I am trying to prove that the Mandelbrot set defined as the set $\mathcal M$ of complex numbers $c$: the recursive sequence defined as $$z_0=c, \space \space \space z_{n+1}={z_n}^2+c$$ is bounded.
Prove that $\mathcal M \subset \{|z|\leq 2\}$.
I've tried to show this by the absurd: take $c \in \mathcal M$ : $|c|>2$. Now I would like to show that the sequence $\{z_n\}_{n \in \infty}$ is unbounded. I need to show that for an arbitrary $M \in \mathbb R_{\geq 0}$ there is $N \in \mathbb n$ such that if $n\geq N \implies |z_n|>M$. I am stuck, what could I do?
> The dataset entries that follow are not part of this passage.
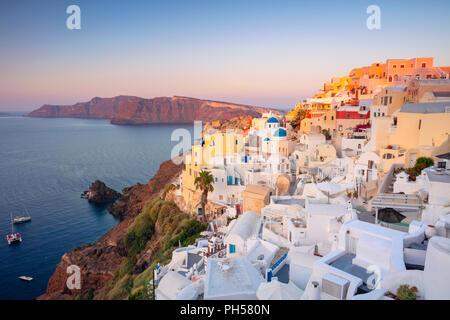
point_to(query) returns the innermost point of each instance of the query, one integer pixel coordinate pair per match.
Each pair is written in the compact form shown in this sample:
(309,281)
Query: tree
(326,134)
(299,116)
(204,182)
(428,162)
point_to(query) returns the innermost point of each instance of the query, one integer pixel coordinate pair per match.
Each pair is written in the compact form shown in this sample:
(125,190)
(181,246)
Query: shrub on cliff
(162,224)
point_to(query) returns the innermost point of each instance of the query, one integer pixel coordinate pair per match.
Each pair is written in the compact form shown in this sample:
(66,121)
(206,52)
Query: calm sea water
(45,164)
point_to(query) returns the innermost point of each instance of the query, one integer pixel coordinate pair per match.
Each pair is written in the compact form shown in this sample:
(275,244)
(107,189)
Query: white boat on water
(23,218)
(25,278)
(13,237)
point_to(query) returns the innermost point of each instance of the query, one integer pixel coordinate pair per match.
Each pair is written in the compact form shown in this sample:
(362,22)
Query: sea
(45,165)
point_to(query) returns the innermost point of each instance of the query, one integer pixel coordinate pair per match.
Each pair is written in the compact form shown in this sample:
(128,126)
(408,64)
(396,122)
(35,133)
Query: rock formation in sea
(99,261)
(128,110)
(100,193)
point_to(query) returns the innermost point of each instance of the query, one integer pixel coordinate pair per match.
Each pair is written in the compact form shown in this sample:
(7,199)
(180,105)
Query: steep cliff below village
(99,262)
(128,110)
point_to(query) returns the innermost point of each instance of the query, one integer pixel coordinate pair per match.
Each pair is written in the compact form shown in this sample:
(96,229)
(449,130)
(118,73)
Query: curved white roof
(246,226)
(171,285)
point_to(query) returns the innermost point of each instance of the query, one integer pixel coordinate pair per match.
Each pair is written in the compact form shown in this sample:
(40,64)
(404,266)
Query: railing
(277,265)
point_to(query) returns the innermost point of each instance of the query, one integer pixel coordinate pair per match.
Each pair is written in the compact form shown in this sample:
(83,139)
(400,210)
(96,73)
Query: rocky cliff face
(99,261)
(100,193)
(140,111)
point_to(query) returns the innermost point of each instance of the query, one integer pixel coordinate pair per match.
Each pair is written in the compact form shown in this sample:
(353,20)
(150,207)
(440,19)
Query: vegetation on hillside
(160,228)
(421,163)
(299,116)
(205,182)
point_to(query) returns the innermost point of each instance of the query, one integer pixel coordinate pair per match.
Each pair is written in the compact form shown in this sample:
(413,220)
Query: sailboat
(23,218)
(13,237)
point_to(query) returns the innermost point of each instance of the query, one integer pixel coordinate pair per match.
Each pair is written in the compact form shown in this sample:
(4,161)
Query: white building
(245,227)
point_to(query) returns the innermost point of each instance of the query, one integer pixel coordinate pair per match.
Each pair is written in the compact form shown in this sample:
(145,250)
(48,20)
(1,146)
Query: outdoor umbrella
(276,290)
(390,215)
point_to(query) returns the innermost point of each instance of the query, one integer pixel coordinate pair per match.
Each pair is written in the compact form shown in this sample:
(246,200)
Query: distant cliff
(100,260)
(140,111)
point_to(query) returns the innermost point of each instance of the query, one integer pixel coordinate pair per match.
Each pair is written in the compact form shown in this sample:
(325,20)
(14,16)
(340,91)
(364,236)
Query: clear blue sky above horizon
(268,53)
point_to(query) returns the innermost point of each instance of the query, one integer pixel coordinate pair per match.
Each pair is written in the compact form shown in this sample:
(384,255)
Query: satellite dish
(225,267)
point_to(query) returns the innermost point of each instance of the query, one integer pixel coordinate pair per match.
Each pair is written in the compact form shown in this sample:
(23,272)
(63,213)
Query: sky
(257,52)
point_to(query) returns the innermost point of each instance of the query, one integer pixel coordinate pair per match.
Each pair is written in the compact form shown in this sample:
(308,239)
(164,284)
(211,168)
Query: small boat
(22,219)
(25,278)
(13,237)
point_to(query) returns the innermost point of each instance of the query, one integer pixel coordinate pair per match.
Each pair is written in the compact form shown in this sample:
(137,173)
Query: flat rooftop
(345,264)
(240,278)
(291,201)
(436,176)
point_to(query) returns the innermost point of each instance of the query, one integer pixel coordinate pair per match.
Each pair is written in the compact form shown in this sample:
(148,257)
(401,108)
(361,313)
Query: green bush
(404,292)
(428,162)
(141,294)
(190,231)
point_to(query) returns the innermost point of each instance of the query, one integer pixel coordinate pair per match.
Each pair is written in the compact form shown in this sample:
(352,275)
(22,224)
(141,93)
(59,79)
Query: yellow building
(221,144)
(388,101)
(316,121)
(422,130)
(214,147)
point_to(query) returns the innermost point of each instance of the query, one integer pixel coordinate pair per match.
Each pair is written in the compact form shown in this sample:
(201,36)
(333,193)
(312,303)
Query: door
(351,244)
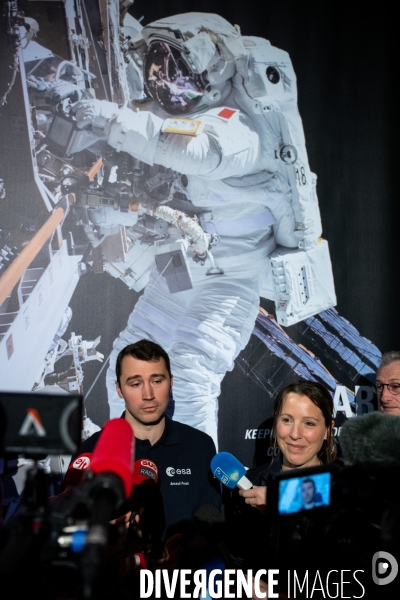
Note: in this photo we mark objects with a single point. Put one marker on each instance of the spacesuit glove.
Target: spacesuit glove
(96, 113)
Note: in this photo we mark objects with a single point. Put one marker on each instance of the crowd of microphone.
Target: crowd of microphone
(64, 548)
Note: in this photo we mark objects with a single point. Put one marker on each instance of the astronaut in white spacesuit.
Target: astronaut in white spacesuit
(224, 115)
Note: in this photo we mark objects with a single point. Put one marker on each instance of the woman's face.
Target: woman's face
(300, 431)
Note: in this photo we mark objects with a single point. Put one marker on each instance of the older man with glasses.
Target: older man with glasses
(388, 383)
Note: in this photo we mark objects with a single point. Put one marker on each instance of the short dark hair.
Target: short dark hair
(389, 357)
(142, 350)
(320, 396)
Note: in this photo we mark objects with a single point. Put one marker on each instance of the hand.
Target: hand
(256, 497)
(97, 113)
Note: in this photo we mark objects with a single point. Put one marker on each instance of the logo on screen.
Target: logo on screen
(384, 568)
(32, 424)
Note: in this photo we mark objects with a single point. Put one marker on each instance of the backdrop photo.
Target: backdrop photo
(242, 214)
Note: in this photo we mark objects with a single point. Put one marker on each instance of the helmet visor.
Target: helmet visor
(169, 80)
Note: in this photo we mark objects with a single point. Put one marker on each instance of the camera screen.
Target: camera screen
(304, 493)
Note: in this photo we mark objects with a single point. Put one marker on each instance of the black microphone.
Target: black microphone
(372, 440)
(112, 468)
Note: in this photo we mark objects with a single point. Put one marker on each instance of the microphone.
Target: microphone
(145, 479)
(230, 471)
(111, 484)
(372, 440)
(76, 471)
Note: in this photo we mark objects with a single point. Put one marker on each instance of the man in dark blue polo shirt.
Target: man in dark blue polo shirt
(181, 453)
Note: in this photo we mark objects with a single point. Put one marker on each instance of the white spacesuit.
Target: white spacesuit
(224, 115)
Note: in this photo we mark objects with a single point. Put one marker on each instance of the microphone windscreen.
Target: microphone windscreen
(227, 469)
(114, 452)
(372, 439)
(76, 470)
(144, 471)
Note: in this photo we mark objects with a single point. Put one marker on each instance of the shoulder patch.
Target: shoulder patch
(183, 126)
(226, 113)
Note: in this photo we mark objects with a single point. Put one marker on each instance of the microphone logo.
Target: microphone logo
(223, 477)
(82, 462)
(384, 568)
(32, 424)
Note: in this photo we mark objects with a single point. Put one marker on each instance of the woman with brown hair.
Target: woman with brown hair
(303, 431)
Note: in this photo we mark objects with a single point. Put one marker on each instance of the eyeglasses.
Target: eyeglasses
(393, 388)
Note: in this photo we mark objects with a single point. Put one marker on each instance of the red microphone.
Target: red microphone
(145, 477)
(111, 484)
(114, 452)
(76, 470)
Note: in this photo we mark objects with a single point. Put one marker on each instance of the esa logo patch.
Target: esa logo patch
(171, 471)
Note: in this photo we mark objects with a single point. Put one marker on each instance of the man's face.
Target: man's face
(307, 492)
(145, 387)
(389, 402)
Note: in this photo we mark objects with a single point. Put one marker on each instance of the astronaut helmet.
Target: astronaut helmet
(190, 60)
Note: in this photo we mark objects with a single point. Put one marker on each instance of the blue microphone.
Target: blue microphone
(230, 471)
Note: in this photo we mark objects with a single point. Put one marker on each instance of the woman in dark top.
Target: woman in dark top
(303, 431)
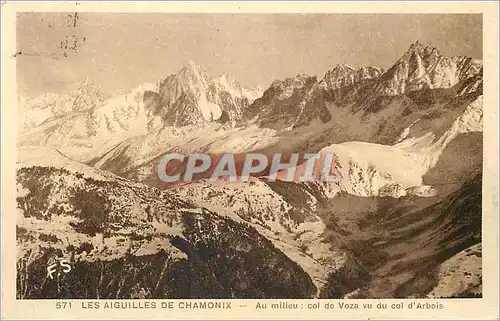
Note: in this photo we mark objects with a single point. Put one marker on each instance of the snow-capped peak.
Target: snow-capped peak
(424, 67)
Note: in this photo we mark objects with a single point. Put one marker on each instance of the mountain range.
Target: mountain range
(404, 217)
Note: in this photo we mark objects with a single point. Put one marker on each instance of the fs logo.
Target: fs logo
(57, 266)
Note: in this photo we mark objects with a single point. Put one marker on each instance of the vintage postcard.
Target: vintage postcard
(250, 160)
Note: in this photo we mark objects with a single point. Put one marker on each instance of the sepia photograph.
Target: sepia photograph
(224, 161)
(397, 99)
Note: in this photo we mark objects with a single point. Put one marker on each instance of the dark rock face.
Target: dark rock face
(395, 249)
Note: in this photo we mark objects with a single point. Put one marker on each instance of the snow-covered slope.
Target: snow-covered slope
(424, 67)
(35, 111)
(190, 99)
(125, 240)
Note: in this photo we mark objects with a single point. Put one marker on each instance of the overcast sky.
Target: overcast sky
(120, 51)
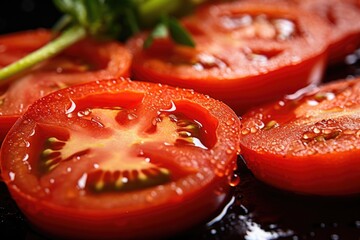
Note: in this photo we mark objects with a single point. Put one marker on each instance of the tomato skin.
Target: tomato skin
(220, 65)
(307, 144)
(344, 20)
(85, 61)
(129, 215)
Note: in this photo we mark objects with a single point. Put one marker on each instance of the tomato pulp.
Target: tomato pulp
(307, 143)
(246, 53)
(121, 159)
(83, 62)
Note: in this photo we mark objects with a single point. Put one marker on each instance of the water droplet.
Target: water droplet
(234, 180)
(132, 116)
(316, 130)
(245, 131)
(334, 237)
(71, 108)
(230, 122)
(179, 191)
(25, 158)
(82, 181)
(12, 176)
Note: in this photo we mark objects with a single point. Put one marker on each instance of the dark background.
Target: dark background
(16, 15)
(256, 211)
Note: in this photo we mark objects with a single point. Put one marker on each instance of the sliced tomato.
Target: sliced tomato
(85, 61)
(246, 53)
(121, 159)
(308, 142)
(344, 20)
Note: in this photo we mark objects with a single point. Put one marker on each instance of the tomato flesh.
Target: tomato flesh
(307, 143)
(117, 158)
(246, 53)
(86, 61)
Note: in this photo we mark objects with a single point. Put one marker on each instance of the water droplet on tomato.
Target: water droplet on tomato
(245, 131)
(132, 116)
(179, 191)
(25, 158)
(71, 108)
(230, 122)
(82, 181)
(234, 180)
(12, 176)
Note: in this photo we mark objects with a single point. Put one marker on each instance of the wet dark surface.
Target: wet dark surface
(255, 211)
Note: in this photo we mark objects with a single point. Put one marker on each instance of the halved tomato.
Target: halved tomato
(308, 142)
(344, 20)
(121, 159)
(83, 62)
(246, 53)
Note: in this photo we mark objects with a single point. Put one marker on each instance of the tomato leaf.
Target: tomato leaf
(179, 34)
(107, 19)
(160, 31)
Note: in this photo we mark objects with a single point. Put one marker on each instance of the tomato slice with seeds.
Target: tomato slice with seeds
(83, 62)
(121, 159)
(308, 142)
(246, 53)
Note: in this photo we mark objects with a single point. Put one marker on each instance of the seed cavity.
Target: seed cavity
(100, 180)
(321, 132)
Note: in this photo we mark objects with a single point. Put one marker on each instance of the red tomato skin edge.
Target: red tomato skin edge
(308, 175)
(340, 49)
(244, 93)
(86, 224)
(117, 66)
(6, 122)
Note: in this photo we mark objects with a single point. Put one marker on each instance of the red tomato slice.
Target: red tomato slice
(246, 53)
(83, 62)
(307, 143)
(121, 159)
(344, 20)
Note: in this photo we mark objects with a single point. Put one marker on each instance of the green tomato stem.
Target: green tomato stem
(66, 39)
(151, 10)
To simplify notation, put $\gamma = |c|$. Suppose $\gamma > 2$. If $|z_n| \geq 2^n \gamma$, then $$|z_{n+1}| \geq |z_n|^2 - \gamma \geq 2^{2n} \gamma^2 - \gamma \geq \left(2^{2n} - \frac{1}{2}\right)\gamma^2 \geq 2^{2n-1}\gamma^2 \geq 2^{n+1}\gamma.$$ Thus all $|z_n| \geq 2^{n}\gamma$ by induction. It follows that $c\not\in {\cal M}$.